I fornitori che hanno già aderito
Tra le compagnie che hanno già confermato la partecipazione all’iniziativa figurano A2A, Edison ed Eni Plenitude. Diversi organi di stampa riportano anche Enel tra i fornitori aderenti, anche se sul sito dell’azienda non c’è ancora conferma ufficiale. Hera, Iren e Sorgenia risultano invece ancora in fase di valutazione. Dal 1° settembre 2026 sarà l’Arera stessa a pubblicare sul proprio sito l’elenco completo e aggiornato degli operatori aderenti, un riferimento utile per chi in queste settimane non ha ancora chiaro se il proprio fornitore parteciperà o meno.
Chi può ottenerlo
Per accedere al contributo occorre rispettare contemporaneamente alcuni requisiti: un Isee superiore a 9.796 euro, la soglia di accesso al bonus sociale elettrico, e non superiore a 25.000 euro, l’assenza di un bonus sociale elettrico già in corso, una fornitura elettrica domestica attiva sull’abitazione di residenza, consumi inferiori a 500 kWh nel bimestre gennaio-febbraio, o nel primo bimestre di fornitura per le utenze attivate entro il 31 maggio 2026, e consumi inferiori a 3.000 kWh nei dodici mesi precedenti. Non è necessario presentare alcuna domanda, perché il controllo avviene tramite lo scambio automatico di dati tra Inps, Arera e Acquirente Unico, sulla base della Dsu già presentata dalle famiglie.
Quanto vale e quando arriva in bolletta
L’importo non è fisso, ma viene calcolato applicando la componente PE, il costo della materia energia del servizio di maggior tutela, ai consumi del bimestre di riferimento. Per il 2026 questo si traduce in 18 euro per 150 kWh consumati, 36 euro per 300 kWh e circa 60 euro per consumi vicini alla soglia dei 500 kWh, oltre la quale il contributo decade del tutto.
Il calendario prevede alcuni passaggi chiave, diversi dei quali cadono proprio in questo mese. Dal 15 luglio al 31 agosto 2026 i fornitori comunicano ad Arera la propria adesione all’iniziativa. Da agosto, entro il giorno 20 di ogni mese, Arera trasmette ai soli fornitori aderenti i codici fiscali e i Pod delle forniture beneficiarie.
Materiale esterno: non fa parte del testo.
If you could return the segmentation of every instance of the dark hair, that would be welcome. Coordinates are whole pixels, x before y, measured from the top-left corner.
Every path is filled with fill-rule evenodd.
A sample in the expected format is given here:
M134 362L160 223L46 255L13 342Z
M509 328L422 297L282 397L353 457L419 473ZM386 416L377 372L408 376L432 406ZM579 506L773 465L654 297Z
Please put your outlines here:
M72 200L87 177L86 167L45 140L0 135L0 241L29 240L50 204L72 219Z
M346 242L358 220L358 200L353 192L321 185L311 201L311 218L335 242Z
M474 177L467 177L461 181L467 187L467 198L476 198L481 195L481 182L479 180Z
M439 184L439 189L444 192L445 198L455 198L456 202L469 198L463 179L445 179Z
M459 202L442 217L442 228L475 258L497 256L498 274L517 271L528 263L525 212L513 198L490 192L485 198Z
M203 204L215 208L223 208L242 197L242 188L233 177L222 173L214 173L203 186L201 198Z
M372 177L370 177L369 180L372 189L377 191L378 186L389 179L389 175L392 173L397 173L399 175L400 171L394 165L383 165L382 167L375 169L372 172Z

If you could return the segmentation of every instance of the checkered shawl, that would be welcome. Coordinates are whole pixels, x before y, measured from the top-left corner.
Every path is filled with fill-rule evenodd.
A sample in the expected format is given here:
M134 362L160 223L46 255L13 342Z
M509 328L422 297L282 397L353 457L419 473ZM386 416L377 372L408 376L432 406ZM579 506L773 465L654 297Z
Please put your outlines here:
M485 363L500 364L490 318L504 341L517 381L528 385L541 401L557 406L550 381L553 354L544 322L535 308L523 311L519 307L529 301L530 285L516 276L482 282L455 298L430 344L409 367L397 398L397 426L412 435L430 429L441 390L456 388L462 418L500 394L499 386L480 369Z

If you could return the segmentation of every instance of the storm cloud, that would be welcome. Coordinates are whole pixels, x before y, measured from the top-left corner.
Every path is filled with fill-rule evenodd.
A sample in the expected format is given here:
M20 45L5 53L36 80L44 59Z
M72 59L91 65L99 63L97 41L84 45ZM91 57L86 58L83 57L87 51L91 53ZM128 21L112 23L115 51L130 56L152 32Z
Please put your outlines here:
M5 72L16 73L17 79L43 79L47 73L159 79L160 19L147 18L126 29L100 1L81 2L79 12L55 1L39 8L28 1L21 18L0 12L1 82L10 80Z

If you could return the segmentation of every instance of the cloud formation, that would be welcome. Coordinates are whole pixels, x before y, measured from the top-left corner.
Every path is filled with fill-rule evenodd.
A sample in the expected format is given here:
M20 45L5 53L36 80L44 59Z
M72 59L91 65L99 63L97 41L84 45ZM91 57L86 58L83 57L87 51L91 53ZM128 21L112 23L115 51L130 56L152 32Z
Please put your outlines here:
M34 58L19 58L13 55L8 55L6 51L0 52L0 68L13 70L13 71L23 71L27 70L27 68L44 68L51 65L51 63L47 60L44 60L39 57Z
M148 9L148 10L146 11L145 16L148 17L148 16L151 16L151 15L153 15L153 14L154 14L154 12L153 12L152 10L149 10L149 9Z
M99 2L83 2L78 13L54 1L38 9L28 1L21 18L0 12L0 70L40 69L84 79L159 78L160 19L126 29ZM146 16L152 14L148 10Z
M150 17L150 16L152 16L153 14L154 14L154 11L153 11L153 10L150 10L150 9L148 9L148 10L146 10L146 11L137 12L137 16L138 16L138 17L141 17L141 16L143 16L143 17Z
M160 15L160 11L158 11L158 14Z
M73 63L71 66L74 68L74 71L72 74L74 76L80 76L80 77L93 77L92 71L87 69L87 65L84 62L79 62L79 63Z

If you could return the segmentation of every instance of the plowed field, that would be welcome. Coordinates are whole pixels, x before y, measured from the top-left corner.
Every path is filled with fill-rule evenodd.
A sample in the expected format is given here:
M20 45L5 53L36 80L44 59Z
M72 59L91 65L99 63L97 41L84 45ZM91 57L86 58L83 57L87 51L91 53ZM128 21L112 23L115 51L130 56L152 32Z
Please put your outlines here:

I fornitori che hanno aderito applicano quindi lo sconto nella prima bolletta utile, a partire proprio dalle fatture di competenza di agosto, il che significa che le prime famiglie beneficiarie potrebbero vedere il contributo comparire già nella bolletta di questo mese.
Un aiuto diverso dal bonus sociale
Il contributo volontario e il bonus sociale elettrico restano due strumenti distinti, rivolti a platee diverse di famiglie, e non vanno confusi tra loro. Chi ha già il bonus sociale rientra nel contributo straordinario automatico da 115 euro, previsto per il solo 2026, mentre chi non beneficia del bonus sociale ma ha un Isee entro i 25.000 euro può accedere al contributo volontario appena descritto. I due aiuti non sono cumulabili, ma proprio per questo si escludono a vicenda per costruzione, senza che il contribuente debba operare alcuna scelta tra i due.
Un altro dettaglio da tenere presente riguarda la continuità contrattuale: chi cambia fornitore nel corso del 2026 rischia di perdere il diritto allo sconto, perché il beneficio è legato alla permanenza con lo stesso operatore dall’inizio dell’anno.
Per non perdere l’agevolazione, alle famiglie interessate conviene quindi avere un Isee 2026 valido e aggiornato, verificare direttamente presso il proprio fornitore se ha aderito all’iniziativa e controllare con attenzione la voce dedicata sulla bolletta di agosto o settembre.